Aurelio Mancuso, di Rete gay contro l’utero in affitto, ricorda come «per la comunità lesbica, che proviene dal movimento delle donne, c’è una riflessione maturata da decenni, mentre nella comunità gay maschile la maternità surrogata ha fatto scivolare il desiderio in diritto. Ma il mio desiderio di essere tutto e il contrario di tutto conosce un limite nella società, nella tutela dei minori, nella Costituzione».

La genesi di una posizione così poco femminista nata in seno alla Cgil prova a ricostruirla Vittoria Tola dell’Udi: «L’Ufficio nuovi diritti della Cgil è tradizionalmente affidato a esponenti radicali. Landini ha detto che il sindacato non ha discusso questo tema e non è stato coinvolto nella preparazione della conferenza» pro-utero in affitto. «Lo sportello nuovi diritti era nato nella Cgil per dare sostegno ai lavoratori discriminati per il loro orientamento sessuale – ricorda Mancuso – ma avendo in realtà poco da fare perché riceveva ben poche denunce, cominciò a riconvertirsi sulla tutela delle cosiddette sex worker. Di fatto è un ufficio affidato a esponenti radicali per introdurre nuovi temi nel sindacato dei lavoratori».

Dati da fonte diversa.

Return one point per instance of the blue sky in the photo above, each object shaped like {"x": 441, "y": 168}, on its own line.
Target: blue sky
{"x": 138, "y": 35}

Anche il Coordinamento nazionale donne Acli ha aderito all'iniziativa a contrasto della pratica della maternità surrogata promossa di Se non ora quando - libere. “La pratica della surroga, che in Italia è reato, ci indigna soprattutto per la riproposizione di un modello femminile legato esclusivamente allo sfruttamento e alla mercificazione del corpo. - afferma Agnese Ranghelli, responsabile del Coordinamento Donne Acli - Da sempre, come donne delle Acli, siamo impegnate a combattere le tante forme di mercificazione del corpo della donna e la maternità surrogata fa esattamente questo: è una subdola forma di violenza perpetrata da persone che possono permettersi di spendere ingenti somme di denaro per questa compravendita di mamme e bambini. Non si tratta di un giudizio sul legittimo desiderio di maternità e paternità di tante persone che, per vari motivi, non possono generare figli: siamo ben consapevoli di tutte le difficoltà cui si va incontro in questa situazione. Tuttavia, ci sono molti modi per essere generativi, dall’adozione, anche a distanza, all’affido, allo stesso impegno sociale e nel volontariato”.